Esses títulos funcionam como uma espécie de notas promissórias, emitidas de um governo para o outro, que se compromete a honrar o valor dos títulos. Ou seja, as reservas estão em títulos e não em dinheiro. Se os governos se recusam a ressarcir esses títulos, os mercados não podem intermediar esses recursos. Ou seja, as reservas nada valem. Com isso, os rublos viram uma moeda podre. “Se o sistema bancário perde a sustentação porque o Banco Central não pode acionar reservas, os depósitos das pessoas estão em risco. Como? Bancos operam com liquidez fracionada. Nenhum banco consegue ressarcir 100% dos depósitos.”

Segundo ela, inevitavelmente, a população perceberá isso. “Desvela-se, portanto, a crise bancária clássica, aquela que conhecemos muito bem. Suponhamos que as pessoas queiram a devolução dos seus depósitos denominados em rublos — a corrida bancária sobre a qual falava. Suponhamos que o Banco Central imprima rublos para dar conta da demanda e segurar os bancos. O rublo, já derretido, vira pó”, conclui.

Governo mundial

A envergadura das sanções econômicas lançadas contra a Rússia e sua adoção por grandes corporações multinacionais, num momento em que a economia mundial começa a dar sinais de recuperação econômica, depois de mergulhar na recessão decorrente da pandemia de covid-19, merecem outra reflexão específica. É um novo sistema de governança da economia mundial que está sendo configurado.

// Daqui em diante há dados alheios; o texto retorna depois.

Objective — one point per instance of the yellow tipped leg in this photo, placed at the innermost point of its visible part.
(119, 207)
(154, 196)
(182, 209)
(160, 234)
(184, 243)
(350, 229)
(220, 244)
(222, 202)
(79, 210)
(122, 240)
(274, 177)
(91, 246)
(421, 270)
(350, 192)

Na crise ucraniana, a ação institucional do Ocidente, alicerçada na definição e garantia dos direitos de propriedade, parece ultrapassar o velho modelo neoclássico.

De um lado, os Estados Unidos, o Canadá, o Reino Unido e a União Europeia incorporam a narrativa ideológica como paradigma de divisão do mundo entre o Ocidente democrático e o Oriente autocrático, sustentada pela projeção de poder dos Estados Unidos por meio da Otan. Esse eixo das relações internacionais subordina as relações comerciais especificamente. De outro, rechaçam a caracterização de governantes como Putin como um ser autônomo em relação à sociedade e seus mecanismos de representação, ou seja, situa a Rússia e seus aliados no campo dos estados autocráticos, ainda que o presidente russo tenha sido eleito pela maioria.

No caso das sanções econômicas, na prática, o Estado liberal ganha a possibilidade de definir e cassar direitos de propriedade em casos de conflitos internacionais, como está acontecendo agora com dirigentes políticos e oligarcas russos, inclusive os que vivem no Ocidente. É uma grande mudança de paradigma, cujas consequências se projetam para o futuro das relações econômicas globais. O mercado e a sociedade, por meio de convenções e outros mecanismos, estimulam o cumprimento de contratos e garantem os direitos de propriedade, porém, nessa crise, esse status é insuficiente. A mão pesada do Estado democrático do Ocidente estabelece novas regras do jogo, que podem não se restringir à Rússia.